Pandora reported a decline in North American comparable sales this week due to weak sentiment among mid- to lower-income consumers [1].
The results highlight a growing divide in the U.S. economy, where lower-income shoppers are increasingly unable or unwilling to spend on discretionary luxury goods.
Comparable sales in North America fell two% during the first quarter of 2026 [1]. This downturn occurred despite a stronger start to the year for the company overall, with organic revenues rising two% [2].
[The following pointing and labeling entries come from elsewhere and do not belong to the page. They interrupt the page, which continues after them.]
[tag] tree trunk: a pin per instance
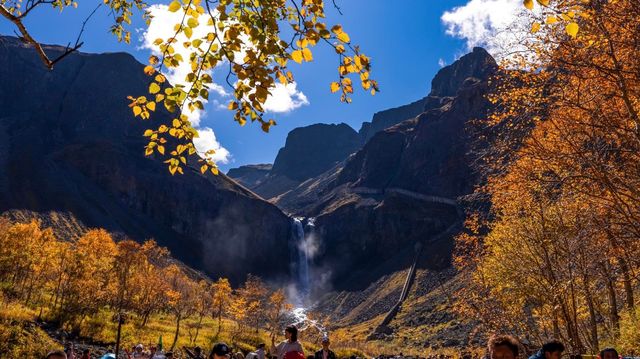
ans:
(593, 321)
(195, 338)
(175, 338)
(628, 287)
(219, 323)
(118, 335)
(613, 302)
CEO Berta de Pablos‑Barbier said the results reflect a widening gap in consumer behavior. While the company saw growth in other areas, the U.S. market showed specific vulnerability among shoppers who are more sensitive to economic pressures [1].
This trend suggests that inflation and cost-of-living increases continue to impact the purchasing power of the middle and lower classes, even as high-end luxury segments may remain resilient.
The company's overall revenue growth indicates that strength in other global markets or higher-priced product lines helped offset the losses seen in the U.S. mid-market segment [1], [2].
“Comparable sales in North America fell 2% during the first quarter of 2026”
Pandora's performance serves as a bellwether for the 'aspirational' consumer. When mid-market luxury brands see a dip in sales while overall revenue remains stable, it typically indicates that wealth concentration is increasing. The brand's struggle to maintain volume in North America suggests that the economic squeeze is hitting the middle class harder than the affluent, potentially forcing brands to pivot their marketing toward higher-net-worth individuals to maintain growth.